Complete, precise graph-based phrase query with SpanNearQuery

06/17/2019 - 11:50 to 12:10
short talk (20 min)

Session abstract: 

The current implementation of SpanNearQuery in Lucene sacrifices precision and completeness in favor of performance. This tradeoff significantly limits Lucene's usefulness for some potential high-value use cases. This talk introduces a stable patch that makes SpanQuery matching precise and complete, while maintaining performance comparable to that of the extant implementation.

The patch will be discussed in the context of the issue LUCENE-7398, describing the central problem and how it differs from the problem addressed by the new IntervalsSource API.

We will discuss details of the patch implementation, in an effort to familiarize the audience with techniques involved (and hopefully inspire further innovation). Details covered will include:

  1. The main word-lattice data structure (linked, circular, resizable-array-backed, 2-dimensional queue with stable node references and support for efficient binary seek, serial traversal, and arbitrary node removal).
  2. Performance/GC management for linked data structures (as opposed to the array-based data structures that are more common in the Lucene codebase)
  3. Recording in the index: positionLength, nextStartPosition lookahead, and information about possible decrease of endPosition (de-"sausagization" of the index)

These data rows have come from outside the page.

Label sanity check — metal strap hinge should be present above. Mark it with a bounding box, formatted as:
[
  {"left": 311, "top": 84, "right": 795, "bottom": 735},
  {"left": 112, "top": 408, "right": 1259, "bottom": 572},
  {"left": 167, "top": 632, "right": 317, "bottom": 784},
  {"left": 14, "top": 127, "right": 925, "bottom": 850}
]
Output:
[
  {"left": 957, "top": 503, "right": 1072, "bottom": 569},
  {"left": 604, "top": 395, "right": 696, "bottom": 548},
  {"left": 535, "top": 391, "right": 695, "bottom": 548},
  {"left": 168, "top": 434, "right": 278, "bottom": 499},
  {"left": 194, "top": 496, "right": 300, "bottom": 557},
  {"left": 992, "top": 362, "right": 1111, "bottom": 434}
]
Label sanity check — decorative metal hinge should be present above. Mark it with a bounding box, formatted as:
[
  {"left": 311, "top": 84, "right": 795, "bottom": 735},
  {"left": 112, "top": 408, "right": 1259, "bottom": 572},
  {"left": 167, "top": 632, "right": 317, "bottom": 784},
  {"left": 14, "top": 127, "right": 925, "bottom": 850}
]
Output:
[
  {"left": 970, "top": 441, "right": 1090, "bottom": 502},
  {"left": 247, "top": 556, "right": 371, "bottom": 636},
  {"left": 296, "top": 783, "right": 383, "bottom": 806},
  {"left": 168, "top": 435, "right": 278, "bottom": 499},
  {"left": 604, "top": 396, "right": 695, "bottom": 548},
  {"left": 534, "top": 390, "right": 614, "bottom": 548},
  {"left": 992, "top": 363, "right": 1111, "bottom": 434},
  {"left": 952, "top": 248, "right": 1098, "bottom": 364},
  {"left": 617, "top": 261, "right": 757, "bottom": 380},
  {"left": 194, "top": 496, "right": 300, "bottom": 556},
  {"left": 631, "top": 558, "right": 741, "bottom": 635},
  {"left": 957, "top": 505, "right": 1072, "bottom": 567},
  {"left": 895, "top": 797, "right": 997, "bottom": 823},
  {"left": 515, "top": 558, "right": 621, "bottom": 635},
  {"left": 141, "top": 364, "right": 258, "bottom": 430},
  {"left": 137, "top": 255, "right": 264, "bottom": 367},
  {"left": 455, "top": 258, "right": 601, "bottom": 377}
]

Possible implications/applications of robust support for precise, performant matching over complex indexed token graphs are significant:

  1. Index-time synonyms that leverage document context (the current recommendation for supporting graph-based phrase queries supports synonyms exclusively at query-time)
  2. CJK search: index support for orthographic variation
  3. More thorough scoring (e.g., variant forms, implicit boosting for exact orthographic matches, etc.)
  4. Potential for use in domains that prioritize precision, where "phrase" search could be used over data represented by complex token schemes (e.g., time-series data (scheduling, complex event processing), overlapping shingles, etc.)